Continuing with the example from above in which we have $$\vec{p_0} = (10,5,2)$$, $$\vec{p_1} = (2,1,0)$$, $$\vec c = (0,0,0)$$, and $$r^2 = 9$$: $$\begin{eqnarray*} t^2((2,1,0) \cdot (2,1,0)) + 2t(2,1,0) \cdot ((10,5,2)-(0,0,0)) + ((10,5,2) + (0,0,0) \cdot ((10,5,2) - (0,0,0)) - 3^2 = 0\\ t^2(5) + 2t(2,1,0) \cdot (10,5,2) + ((10,5,2) \cdot (10,5,2)) - 9 = 0\\ t^2(5) + 2t(2,1,0) \cdot (10,5,2) + (129) - 9 = 0\\ t^2(5) + 2t(25) + 120 = 0\\ t^2(5) + t(50) + 120 = 0\\ 5t^2 + 50t + 120 = 0 \end{eqnarray*}$$ which shows that the scalar and vector editions yield identical results.

The simplification steps require memorization of rules. Or have a site like Symbollab.com assist in identifying a rule by name and with simplification.

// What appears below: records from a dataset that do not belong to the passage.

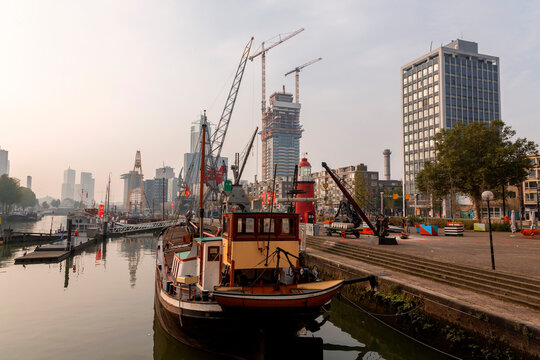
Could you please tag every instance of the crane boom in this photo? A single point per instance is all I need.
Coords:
(296, 70)
(262, 52)
(218, 136)
(243, 156)
(350, 198)
(303, 66)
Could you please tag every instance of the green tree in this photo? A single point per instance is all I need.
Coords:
(28, 198)
(473, 158)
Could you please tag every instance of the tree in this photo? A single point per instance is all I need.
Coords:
(10, 193)
(476, 157)
(28, 198)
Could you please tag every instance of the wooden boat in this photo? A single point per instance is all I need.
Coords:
(246, 281)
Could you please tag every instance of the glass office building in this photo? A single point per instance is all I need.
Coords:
(451, 84)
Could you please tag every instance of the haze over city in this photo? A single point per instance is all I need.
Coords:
(87, 84)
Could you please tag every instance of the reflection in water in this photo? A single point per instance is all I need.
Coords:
(132, 248)
(108, 317)
(47, 224)
(67, 266)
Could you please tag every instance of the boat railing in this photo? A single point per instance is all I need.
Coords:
(185, 292)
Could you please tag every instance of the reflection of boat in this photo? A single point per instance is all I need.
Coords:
(16, 216)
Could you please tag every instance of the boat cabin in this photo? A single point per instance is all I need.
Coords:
(200, 265)
(254, 241)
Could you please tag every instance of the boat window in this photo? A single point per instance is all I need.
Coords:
(226, 225)
(239, 227)
(286, 227)
(213, 253)
(267, 225)
(250, 225)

### Efficiently solving the quadratic equation on a computer

While the quadratic equation with $$a$$, $$b$$, and $$c$$ above is mathematically correct, it may be further optimized for computer execution. For one, the $$\vec{p_0} - \vec c$$ expression is computed twice: once for $$b$$ and once for $$c$$. Extracting it into $$\mathrm{oc}$$ for distance between origin and center yields: \begin{eqnarray*} \mathrm{\vec{oc}} = \vec{p_0} - \vec c\\ a = \vec{p_1} \cdot \vec{p_1}\\ b = 2\vec{p_1} \cdot \mathrm{\vec{oc}}\\ c = (\vec{\mathrm{oc}})^2 - r^2 \end{eqnarray*}

Another more elaborate optimization involves getting rid of coefficients during computation of roots, saving three multiplication operations for each root computation. We start by defining $$d$$, not to be confused by the discriminant as $$\begin{eqnarray*} d = \vec{p_1} \cdot \mathrm{\vec{oc}} \end{eqnarray*}$$ From the definition of $$b$$ it follows that $$b = 2d$$. $$\begin{eqnarray*} \dfrac{-b \pm \sqrt{b^2 - 4ac}}{2a} & & \textrm{\{Substitute $$b$$ with $$2d$$}\}\\ \dfrac{-2d \pm \sqrt{(2d)^2 - 4ac}}{2a} & & \textrm{\{Apply exponential rule: $$(a \cdot b)^n = a^{n}b^n$$}\}\\ \dfrac{-2d \pm \sqrt{4d^2 - 4ac}}{2a} & & \textrm{\{Factor out common term 4}\}\\ \dfrac{-2d \pm \sqrt{4(d^2 - ac)}}{2a} & & \textrm{\{Apply radical rule: $$\sqrt[\uproot{3}n]{ab} = \sqrt[\uproot{3}n]{a} \sqrt[\uproot{3}n]{b}$$, assuming $$a \geq 0$$, $$b \geq 0$$}\}\\ \dfrac{-2d \pm 2\sqrt{d^2 - ac}}{2a} & & \textrm{\{Factor out common term $$2$$}\}\\ \dfrac{2(-d \pm \sqrt{d^2 - ac})}{2a} & & \textrm{\{Divide the numbers: $$\frac{2}{2} = 1$$}\}\\ \dfrac{-d \pm \sqrt{d^2 - ac}}{a} & & \textrm{}\\ \end{eqnarray*}$$ The result is a new formula for computing roots specific to $$a$$, $$b$$, $$c$$ as derived for ray-sphere intersection. In summary, here're the final definitions for efficient use in code: \begin{eqnarray*} \mathrm{\vec{oc}} = \vec{p_0} - \vec c\\ a = \vec{p_1} \cdot \vec{p_1}\\ b = \vec{p_1} \cdot \mathrm{\vec{oc}}\\ c = (\vec{\mathrm{oc}})^2 - r^2\\ \textrm{discriminant} = b^2 - ac \end{eqnarray*}

In computer graphics, we almost always want equations expressed in terms of vectors. It gives us the ability to treat the $$x$$, $$y$$, and $$z$$ components of a vector as a single unit, making for shorter and clearer equations. Similarly, defining and applying vector operations in code make it shorter and less error-phone. It's like in object oriented programming when we create a class to group related data and operations.